- Born: Vera Ilyinichna Tolstaya 1903 Dubrovska, Russian Empire
- Died: March 29, 1999 (aged 95–96) New Smyrna Beach, Florida, United States
- Occupations: Broadcaster, singer
- Known for: Granddaughter of Leo Tolstoy, broadcaster for Voice of America
- Children: 1

= Vera Tolstoy =

Russian-American broadcaster and granddaughter of Leo Tolstoy

Vera Tolstoy (in full Vera Ilyinichna Tolstaya; Вера Ильинична Толста́я; 1903 – March 29, 1999) was a Russian-American broadcaster, grandchild of the novelist Leo Tolstoy and the last family member to have a direct connection with him. She lived much of her life in exile following the Russian Revolution.

== Early life ==
Tolstoy was born in Dubrovska, Russia, the daughter of Ilya Tolstoy and Sophia Tolstaya. She spent part of her childhood visiting her grandfather Leo Tolstoy at Yasnaya Polyana, recalling sitting on his knee and hearing him tell stories. After his death in 1910 and the upheavals of the Russian Revolution, Tolstoy and her mother fled the country as part of the wider diaspora of White Russian émigrés. They eventually settled in Czechoslovakia.

== Career and exile ==
In Czechoslovakia, Tolstoy worked as a translator and married fellow émigré Vladimir (Odo) Bakovsky, with whom she had a son, Sergei, in 1922. The marriage was later annulled or dissolved. Tolstoy supported her family as a hairdresser in Prague and later as a nightclub singer in Paris. During World War II she performed for Allied troops in Germany and the Netherlands.

After immigrating to the United States in 1949, sponsored by her aunt Alexandra Tolstaya, she sold perfume in New York City before joining the Voice of America in Washington, D.C., where Tolstoy worked on Russian-language broadcasts for two decades.

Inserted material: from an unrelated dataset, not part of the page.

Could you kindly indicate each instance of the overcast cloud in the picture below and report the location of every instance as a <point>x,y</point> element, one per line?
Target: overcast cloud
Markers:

== Later life and death ==
In 1991, she revisited Russia for a family reunion at Yasnaya Polyana, now a museum, expressing disapproval of a Lenin statue at the estate. Tolstoy spent her retirement in Florida, where she was active in the local community. She died on 29 March 1999 in Florida at the age of 95, following complications from injuries sustained in a car accident the previous year.